Now to solve this I joined the Exiftool-forum, where I got a swift response. I copy below some of the correspondence. I sent them a picture that contained the 'Aaf'-tag
PhilH/Exiftool: I'm a bit at a loss. The XMP in the original image you sent contains a Subject of "Aaf". I don't see any funny characters when I extract tags with ExifTool, or when I look at the XMP directly.
To which I replied: XMP? This is supposed to be an exif-tag. In Drupal I get the message that the XMP-library is not loaded and that therefore no xmp tags are extracted. Well they may be there nevertheless of course, but the file never went through any Adobe product anyway. Also this Aaf is extracted through 'Keywords' and not through 'Subject'.
And his answer: There is also an EXIF XPKeywords tag which stores the value "Aaf". This is stored with a 2-byte Unicode encoding, so in binary it looks like zero bytes between ASCII characters. I wonder if this is the problem. If so, whatever you are using to read this tag isn't decoding it properly. With exiftool -v you should see this:
--------------------------------
Code: [Select]

| 10) XPKeywords = Aaf
| - Tag 0x9c9e (8 bytes, int8u[8] read as undef[8]):
| 11a6: 41 00 61 00 66 00 00 00 [A.a.f...]

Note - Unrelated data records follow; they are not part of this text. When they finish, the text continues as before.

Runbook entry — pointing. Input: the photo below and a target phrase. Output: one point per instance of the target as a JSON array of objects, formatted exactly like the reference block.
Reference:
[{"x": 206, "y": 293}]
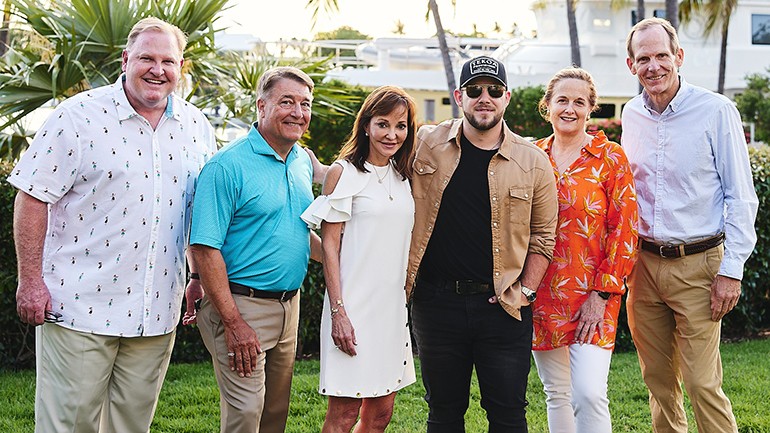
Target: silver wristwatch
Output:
[{"x": 531, "y": 295}]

---------------------------
Can you shed any light here?
Many thanks

theorichel’s picture

Anyway, with Exiftool I have been able to find out that the 'extending' of tags with random chunks of words is a result from the conversion of a tif to a jpg and happens with the program 'CoffeeCup'.

jphautin’s picture

Hello,

here is the point : Most of Exif Data are stored in Unicode if the language chosen is not English. The make the need to read data in unicode.
But when you use a form, the unicode is not well rendered. I do not know how to change this behavior.
For taxonomy, I have tocheck the i18n_taxonomy module.

If it is really necessary, You could create a new issue to add a settings to read/store data as unicode or plain text.

theorichel’s picture

Thank you but I have decided to just delete those distorted tags and add the correct ones manually. Some work but doable. I can live with this.

Status: Fixed » Closed (fixed)

Automatically closed - issue fixed for 2 weeks with no activity.